Wer war dieser 1842 als Kind armer Weberleute in Ernsthal (Sachsen) geborene Schriftsteller, der als Kind seine Nase unter Androhung von Prügeln in Bücher stecken musste, um es mal besser als der Vater zu haben? Der später Kolonien der Fantasie erschuf und ganze Generationen träumen ließ.

Aus Anlass seines 100. Todestages widmen sich gleich drei Biografien dem Literaten und "Lügenbold", wie ihn Hermann Kant einmal nannte (und der muss es ja wissen).

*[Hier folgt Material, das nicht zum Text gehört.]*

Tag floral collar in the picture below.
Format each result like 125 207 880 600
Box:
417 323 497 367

Den komplettesten Überblick bietet Helmut Schmiedt, der in Koblenz Germanistik lehrt und stellvertretender Vorsitzender der Karl-May-Gesellschaft ist. In "Karl May oder Die Macht der Phantasie" zeichnet er gut lesbar das Leben des Sachsen nach und ordnet es ein in die wilhelminische Epoche.

Erst als Karl May sein Leben nicht mehr als Roman behandelt, so Schmiedts These, erst als er lernt, seine Fantasie in Bahnen zu lenken, fällt er auf die Füße. Ein Hochstapler bleibt er auch als Schriftsteller. Da aber ist das erlaubt.

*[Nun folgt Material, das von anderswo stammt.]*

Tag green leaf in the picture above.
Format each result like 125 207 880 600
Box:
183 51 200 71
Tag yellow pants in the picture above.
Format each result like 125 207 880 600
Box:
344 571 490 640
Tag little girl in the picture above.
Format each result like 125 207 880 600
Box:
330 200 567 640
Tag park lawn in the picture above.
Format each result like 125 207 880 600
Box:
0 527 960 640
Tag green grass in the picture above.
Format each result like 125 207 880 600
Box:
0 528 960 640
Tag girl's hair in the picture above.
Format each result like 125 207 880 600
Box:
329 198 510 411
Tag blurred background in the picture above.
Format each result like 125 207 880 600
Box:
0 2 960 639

Am meisten an die Fakten dieses bewegten Lebens hält sich Thomas Kramer in "Karl May. Ein biografisches Porträt". Vom Spätwerk aus schlägt der Berliner Dozent in seinem manchmal etwas ungelenk wirkenden Buch den Bogen. Sein Fazit: So lange "Karl Mays Aktualität unberücksichtigt bleibt und sein Spätwerk als schwer lesbar gilt, wird sein Stern weiter verblassen".

Mehr Wirkungsgeschichte als Biografie ist das sehr elegant geschriebene "Karl May. Untertan, Hochstapler, Übermensch" des beim Berliner Tagesspiegel tätigen Rüdiger Schaper. In Schlaglichtern ist zu lesen, wie sich die Produzenten Horst Wendlandt und Arthur Brauner gegenseitig Darsteller und ganze Filmteams abwarben, als sie zwischen 1962 und 1968 17 Karl-May-Filme "durchprügelten". Oder wie Martin Walser nachts unter der Bettdecke May gelesen habe. Den "größten Ich-Sager der deutschsprachigen Literatur", nennt Schaper den Schriftsteller, der am 30. März 1912 an den Folgen einer Lungenentzündung starb. Karl Mays zweite Frau Klara erzählte später, er habe vor dem Tod im Traum noch, wie er es oft tat, mit den Gestalten seiner Fantasie gesprochen.